RP-A501 has continued to be well-tolerated and show some improvements in patients with Danon disease in an ongoing phase 1 trial (NCT03882437).2 Recent data from the low-dose, pediatric cohort showed that 2 patients with 6 and 11 months of follow-up had no complement-related adverse events (AEs) and minimal complement activation. Improvements have been seen across tissue, laboratory, and imaging-based biomarkers, New York Health Association class, and Kansas City Cardiomyopathy Questionnaire scores.
“We are now in discussion with the FDA about a trial design that will enable evaluation of 2 pediatric patients treated with drug product manufactured at our in-house cGMP AAV facility as an initial component of a modestly-sized global pivotal study. We are very encouraged by the highly collaborative ongoing dialogue with the FDA for RP-A501 in Danon Disease and subject to the continued dialogue and agreement with the FDA anticipate initiating the initial component of the global study in the first half of 2023,” Shah added.1
REGENXBIO announced updates for 2 of their gene therapy candidates being developed for CLN2 disease, RGX-181 and RGX-381. The single patient in an investigator-initiated study has been dosed with RGX-181, which uses the company’s NAV AAV9 vector to deliver the TPP1 gene to the central nervous system, at the Hospital de Clinicas in Porto Alegre, Brazil.3 As of December 20, 2022, the therapy has been well-tolerated with no treatment-relatedserious adverse events (AEs).
"We are pleased to have the opportunity to participate in the first-in-human study of RGX-181 for patients with CLN2," Roberto Giugliani MD, PhD, Hospital de Clinicas, said in a statement.3 "Patients with this devastating disease need new treatment options with the potential for longer lasting effects on the CNS, and we hope that this gene therapy benefits this patient community," added Carolina Fischinger, MD, PhD, primary investigator of the single-patient study.

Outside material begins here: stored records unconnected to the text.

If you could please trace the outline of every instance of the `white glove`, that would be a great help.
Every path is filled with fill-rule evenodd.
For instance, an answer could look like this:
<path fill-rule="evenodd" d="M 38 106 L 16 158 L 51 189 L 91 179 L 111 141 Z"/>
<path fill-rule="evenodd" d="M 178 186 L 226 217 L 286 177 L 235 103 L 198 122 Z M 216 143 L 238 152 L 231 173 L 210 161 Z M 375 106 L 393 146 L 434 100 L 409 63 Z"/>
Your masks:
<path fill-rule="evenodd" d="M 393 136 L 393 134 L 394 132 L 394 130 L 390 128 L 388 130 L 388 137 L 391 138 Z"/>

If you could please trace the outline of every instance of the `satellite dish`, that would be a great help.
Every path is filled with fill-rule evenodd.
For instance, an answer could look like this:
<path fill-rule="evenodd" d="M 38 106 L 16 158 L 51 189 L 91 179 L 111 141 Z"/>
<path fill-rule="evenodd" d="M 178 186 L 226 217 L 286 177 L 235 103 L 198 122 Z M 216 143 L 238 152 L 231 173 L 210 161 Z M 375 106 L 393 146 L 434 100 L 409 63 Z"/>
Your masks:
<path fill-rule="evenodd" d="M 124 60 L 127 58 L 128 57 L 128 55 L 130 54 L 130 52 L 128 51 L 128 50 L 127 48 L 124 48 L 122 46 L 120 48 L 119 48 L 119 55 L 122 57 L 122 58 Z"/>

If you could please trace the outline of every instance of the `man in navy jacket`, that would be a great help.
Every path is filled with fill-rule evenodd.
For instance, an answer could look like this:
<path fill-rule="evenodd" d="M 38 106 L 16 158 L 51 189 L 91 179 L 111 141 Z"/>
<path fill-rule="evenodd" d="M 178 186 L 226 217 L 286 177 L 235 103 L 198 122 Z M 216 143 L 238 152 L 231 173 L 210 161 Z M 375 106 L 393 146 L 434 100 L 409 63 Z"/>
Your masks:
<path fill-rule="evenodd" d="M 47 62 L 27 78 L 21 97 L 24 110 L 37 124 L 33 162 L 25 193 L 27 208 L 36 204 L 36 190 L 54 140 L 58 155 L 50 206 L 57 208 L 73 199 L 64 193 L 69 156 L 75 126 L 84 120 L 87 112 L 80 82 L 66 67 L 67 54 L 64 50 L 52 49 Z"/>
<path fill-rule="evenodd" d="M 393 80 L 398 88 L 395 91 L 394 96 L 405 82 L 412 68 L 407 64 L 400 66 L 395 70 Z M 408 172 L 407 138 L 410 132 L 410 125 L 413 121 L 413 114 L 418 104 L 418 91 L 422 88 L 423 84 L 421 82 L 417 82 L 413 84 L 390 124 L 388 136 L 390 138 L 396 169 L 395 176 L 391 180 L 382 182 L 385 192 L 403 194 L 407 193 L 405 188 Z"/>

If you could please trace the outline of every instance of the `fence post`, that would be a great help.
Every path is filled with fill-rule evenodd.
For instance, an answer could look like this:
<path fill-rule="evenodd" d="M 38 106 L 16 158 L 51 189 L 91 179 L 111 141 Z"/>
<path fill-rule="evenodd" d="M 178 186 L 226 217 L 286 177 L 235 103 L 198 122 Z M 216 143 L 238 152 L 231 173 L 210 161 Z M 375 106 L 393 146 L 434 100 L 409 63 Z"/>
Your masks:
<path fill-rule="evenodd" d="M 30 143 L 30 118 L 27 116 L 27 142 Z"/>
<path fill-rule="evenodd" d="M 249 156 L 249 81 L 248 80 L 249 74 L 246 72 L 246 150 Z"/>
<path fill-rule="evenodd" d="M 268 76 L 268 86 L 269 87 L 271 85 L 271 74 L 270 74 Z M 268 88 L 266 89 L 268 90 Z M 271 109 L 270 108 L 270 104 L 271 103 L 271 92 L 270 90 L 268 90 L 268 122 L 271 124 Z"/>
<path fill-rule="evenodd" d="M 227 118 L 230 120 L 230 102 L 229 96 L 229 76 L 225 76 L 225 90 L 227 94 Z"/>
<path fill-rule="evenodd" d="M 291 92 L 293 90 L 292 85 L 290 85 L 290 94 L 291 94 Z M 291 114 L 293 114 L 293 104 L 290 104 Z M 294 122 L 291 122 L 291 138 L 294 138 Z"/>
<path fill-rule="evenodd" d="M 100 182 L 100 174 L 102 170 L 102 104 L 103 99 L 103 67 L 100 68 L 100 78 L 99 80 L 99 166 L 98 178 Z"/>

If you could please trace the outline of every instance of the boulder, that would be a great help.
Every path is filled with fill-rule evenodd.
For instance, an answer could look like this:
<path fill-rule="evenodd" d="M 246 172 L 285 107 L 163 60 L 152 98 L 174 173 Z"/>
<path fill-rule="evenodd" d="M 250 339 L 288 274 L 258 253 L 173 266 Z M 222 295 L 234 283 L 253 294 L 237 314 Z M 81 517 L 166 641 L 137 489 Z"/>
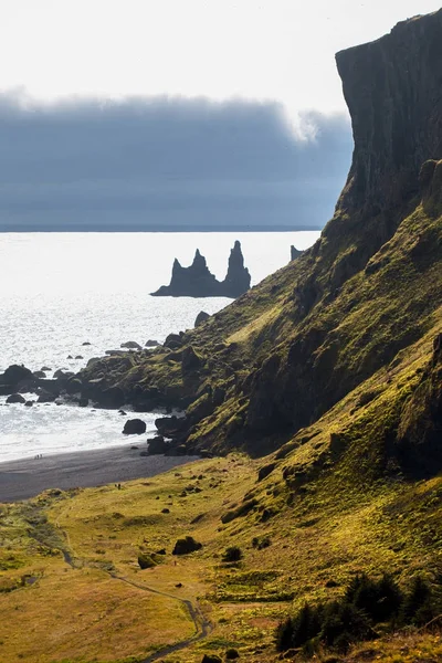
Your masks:
<path fill-rule="evenodd" d="M 165 340 L 165 348 L 176 350 L 182 346 L 182 338 L 179 334 L 169 334 Z"/>
<path fill-rule="evenodd" d="M 147 443 L 149 445 L 149 449 L 148 449 L 149 455 L 164 454 L 169 449 L 169 443 L 166 442 L 166 440 L 162 438 L 162 435 L 157 435 L 156 438 L 148 440 Z"/>
<path fill-rule="evenodd" d="M 53 403 L 54 400 L 56 399 L 56 396 L 54 393 L 51 393 L 51 391 L 46 391 L 45 389 L 39 388 L 38 389 L 38 393 L 39 393 L 39 398 L 38 401 L 39 403 Z"/>
<path fill-rule="evenodd" d="M 202 358 L 197 355 L 192 346 L 187 347 L 181 356 L 181 370 L 183 373 L 198 370 L 202 365 Z"/>
<path fill-rule="evenodd" d="M 75 373 L 72 370 L 63 370 L 62 368 L 59 368 L 55 372 L 54 372 L 54 378 L 56 380 L 64 380 L 67 378 L 72 378 Z"/>
<path fill-rule="evenodd" d="M 127 348 L 128 350 L 141 350 L 141 346 L 136 340 L 126 340 L 126 343 L 122 343 L 120 348 Z"/>
<path fill-rule="evenodd" d="M 25 399 L 21 396 L 21 393 L 11 393 L 7 398 L 7 403 L 24 403 Z"/>
<path fill-rule="evenodd" d="M 190 552 L 194 552 L 201 548 L 202 544 L 196 541 L 192 536 L 187 536 L 186 538 L 177 540 L 172 550 L 172 555 L 189 555 Z"/>
<path fill-rule="evenodd" d="M 200 325 L 202 325 L 202 323 L 206 323 L 206 320 L 208 320 L 209 318 L 210 318 L 210 315 L 208 313 L 206 313 L 206 311 L 200 311 L 196 317 L 194 326 L 199 327 Z"/>
<path fill-rule="evenodd" d="M 35 378 L 32 370 L 24 366 L 13 364 L 7 368 L 2 376 L 0 376 L 0 396 L 14 393 L 19 390 L 19 387 L 25 383 L 33 383 L 34 381 Z"/>
<path fill-rule="evenodd" d="M 298 249 L 296 249 L 296 246 L 294 246 L 292 244 L 291 246 L 291 261 L 292 260 L 296 260 L 297 257 L 299 257 L 299 255 L 302 255 L 304 253 L 304 251 L 299 251 Z"/>
<path fill-rule="evenodd" d="M 146 423 L 141 419 L 128 419 L 124 424 L 124 435 L 143 435 L 146 432 Z"/>

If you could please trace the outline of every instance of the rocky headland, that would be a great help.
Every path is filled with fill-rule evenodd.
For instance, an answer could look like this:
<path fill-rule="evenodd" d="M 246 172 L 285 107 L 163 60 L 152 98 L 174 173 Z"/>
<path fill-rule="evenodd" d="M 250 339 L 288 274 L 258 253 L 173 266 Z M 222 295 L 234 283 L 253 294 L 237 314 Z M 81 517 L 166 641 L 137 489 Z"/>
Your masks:
<path fill-rule="evenodd" d="M 179 443 L 190 450 L 262 453 L 355 390 L 372 390 L 391 362 L 398 372 L 394 358 L 440 322 L 441 35 L 442 11 L 337 55 L 355 150 L 335 215 L 312 249 L 149 356 L 95 361 L 75 377 L 82 390 L 137 410 L 186 409 Z M 239 245 L 233 265 L 243 265 Z M 206 274 L 206 294 L 217 290 L 199 253 L 190 271 Z M 175 273 L 183 287 L 189 272 L 178 264 Z M 194 294 L 189 283 L 176 294 Z"/>
<path fill-rule="evenodd" d="M 208 460 L 3 509 L 1 599 L 14 614 L 6 628 L 23 633 L 35 613 L 59 624 L 54 597 L 64 591 L 63 609 L 81 603 L 62 644 L 73 639 L 66 624 L 94 625 L 76 629 L 71 657 L 85 643 L 84 660 L 107 660 L 115 633 L 114 643 L 128 643 L 122 659 L 145 661 L 177 648 L 192 663 L 441 660 L 441 49 L 442 10 L 338 54 L 355 152 L 312 249 L 194 329 L 57 378 L 65 393 L 101 407 L 180 408 L 185 415 L 157 419 L 151 452 Z M 40 379 L 10 367 L 2 393 L 40 389 Z M 177 536 L 194 543 L 180 550 L 182 565 Z M 75 572 L 61 551 L 69 564 L 76 554 Z M 118 581 L 131 592 L 124 613 Z M 99 644 L 91 588 L 112 606 Z M 152 609 L 146 619 L 146 589 L 190 615 L 201 602 L 211 623 L 181 625 L 143 657 L 165 614 L 169 628 L 178 613 Z M 46 631 L 51 660 L 64 660 L 61 644 L 48 649 L 51 628 L 33 635 L 33 651 Z M 8 660 L 15 641 L 3 640 Z"/>
<path fill-rule="evenodd" d="M 197 249 L 193 262 L 182 267 L 177 259 L 172 266 L 169 285 L 161 285 L 151 293 L 155 297 L 231 297 L 236 298 L 250 288 L 251 276 L 244 267 L 241 243 L 236 241 L 230 252 L 224 281 L 218 281 L 209 271 L 206 257 Z"/>

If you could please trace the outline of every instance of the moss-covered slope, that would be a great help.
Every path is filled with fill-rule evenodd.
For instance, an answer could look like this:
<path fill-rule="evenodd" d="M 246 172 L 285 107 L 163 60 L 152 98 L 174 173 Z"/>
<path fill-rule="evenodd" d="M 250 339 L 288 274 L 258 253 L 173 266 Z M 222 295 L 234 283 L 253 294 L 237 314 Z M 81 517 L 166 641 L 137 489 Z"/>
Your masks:
<path fill-rule="evenodd" d="M 116 393 L 138 410 L 186 408 L 188 449 L 262 454 L 378 371 L 387 385 L 399 357 L 441 330 L 441 43 L 439 11 L 339 53 L 355 152 L 322 238 L 169 348 L 95 362 L 78 376 L 85 393 L 105 403 Z M 432 399 L 439 383 L 435 373 L 414 401 Z M 415 439 L 412 425 L 421 424 L 398 423 L 391 440 Z"/>

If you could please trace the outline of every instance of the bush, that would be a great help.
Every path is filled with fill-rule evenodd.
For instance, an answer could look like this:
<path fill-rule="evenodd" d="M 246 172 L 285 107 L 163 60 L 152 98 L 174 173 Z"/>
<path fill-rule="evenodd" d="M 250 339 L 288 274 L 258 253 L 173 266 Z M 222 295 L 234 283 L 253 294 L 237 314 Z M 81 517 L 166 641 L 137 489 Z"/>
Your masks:
<path fill-rule="evenodd" d="M 257 544 L 253 544 L 257 545 Z M 373 627 L 400 617 L 402 624 L 425 624 L 441 610 L 430 585 L 415 577 L 406 596 L 397 582 L 385 573 L 373 580 L 360 573 L 349 582 L 340 600 L 325 606 L 308 603 L 283 620 L 275 632 L 276 649 L 303 648 L 313 655 L 319 644 L 346 652 L 351 642 L 376 636 Z"/>
<path fill-rule="evenodd" d="M 417 625 L 423 625 L 436 617 L 431 587 L 421 576 L 413 578 L 400 617 L 402 623 Z"/>
<path fill-rule="evenodd" d="M 386 573 L 379 581 L 366 573 L 356 576 L 345 593 L 345 600 L 364 610 L 373 623 L 387 621 L 398 614 L 402 599 L 398 585 Z"/>
<path fill-rule="evenodd" d="M 200 548 L 202 548 L 202 544 L 196 541 L 192 536 L 187 536 L 177 540 L 172 555 L 189 555 L 189 552 L 194 552 L 196 550 L 200 550 Z"/>
<path fill-rule="evenodd" d="M 146 555 L 145 552 L 140 552 L 138 555 L 138 565 L 140 569 L 151 569 L 157 566 L 156 561 L 154 561 L 151 555 Z"/>
<path fill-rule="evenodd" d="M 240 561 L 242 557 L 242 550 L 239 546 L 230 546 L 222 556 L 222 561 Z"/>

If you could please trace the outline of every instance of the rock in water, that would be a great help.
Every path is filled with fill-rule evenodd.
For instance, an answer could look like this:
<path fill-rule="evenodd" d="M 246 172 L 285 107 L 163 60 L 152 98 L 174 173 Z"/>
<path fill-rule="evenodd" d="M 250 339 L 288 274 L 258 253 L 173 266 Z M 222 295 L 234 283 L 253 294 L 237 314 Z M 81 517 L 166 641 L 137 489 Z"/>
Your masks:
<path fill-rule="evenodd" d="M 297 257 L 299 257 L 299 255 L 302 255 L 304 253 L 304 251 L 299 251 L 298 249 L 296 249 L 296 246 L 294 246 L 292 244 L 291 246 L 291 261 L 292 260 L 296 260 Z"/>
<path fill-rule="evenodd" d="M 124 425 L 124 435 L 141 435 L 146 432 L 146 423 L 141 419 L 128 419 Z"/>
<path fill-rule="evenodd" d="M 244 267 L 244 257 L 241 251 L 241 243 L 236 240 L 230 252 L 229 269 L 223 281 L 222 290 L 224 297 L 239 297 L 250 288 L 251 276 L 249 270 Z"/>
<path fill-rule="evenodd" d="M 122 343 L 120 348 L 127 348 L 129 350 L 141 350 L 141 346 L 136 340 L 126 340 L 126 343 Z"/>
<path fill-rule="evenodd" d="M 239 297 L 250 287 L 249 270 L 244 267 L 244 259 L 240 242 L 235 242 L 230 253 L 228 274 L 224 281 L 217 281 L 209 271 L 206 257 L 197 249 L 190 267 L 182 267 L 175 259 L 172 277 L 169 285 L 151 293 L 154 296 L 172 297 Z"/>
<path fill-rule="evenodd" d="M 200 311 L 194 320 L 194 327 L 199 327 L 202 323 L 206 323 L 210 318 L 210 315 L 206 311 Z"/>

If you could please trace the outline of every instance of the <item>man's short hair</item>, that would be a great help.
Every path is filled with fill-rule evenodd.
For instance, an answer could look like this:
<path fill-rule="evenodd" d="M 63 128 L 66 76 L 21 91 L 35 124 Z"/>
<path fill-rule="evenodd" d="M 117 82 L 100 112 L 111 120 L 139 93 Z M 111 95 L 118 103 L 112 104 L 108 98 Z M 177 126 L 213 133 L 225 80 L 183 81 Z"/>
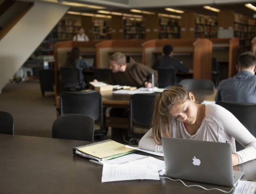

RGX-381 has made progress into clinical trials, with the UK Health Authority accepting a clinical trial application for a first-in-human, dose-escalation, phase 1/2 trial to assess the therapy’s safety, tolerability, and effect on ocular manifestations of CLN2 disease. The trial, which is expected to initaite in the first half of 2023, will be conducted at Great Ormond Street Hospital in London.
"REGENXBIO continues to make excellent progress advancing our AAV Therapeutics pipeline, and we are pleased to share the advancement of two more programs that may support our '5x'25' strategy to have five AAV Therapeutics either on the market or in late-stage development by 2025," Steve Pakola, MD, chief medical officer, REGENXBIO, added to the statement.3 "With strong preclinical data highlighting the ability of both RGX-181 and RGX-381 to support widespread distribution and expression of the TPP1 enzyme that is lacking in patients with CLN2 disease, we believe that these programs have the potential to provide much-needed new treatment options for children with this devastating disease."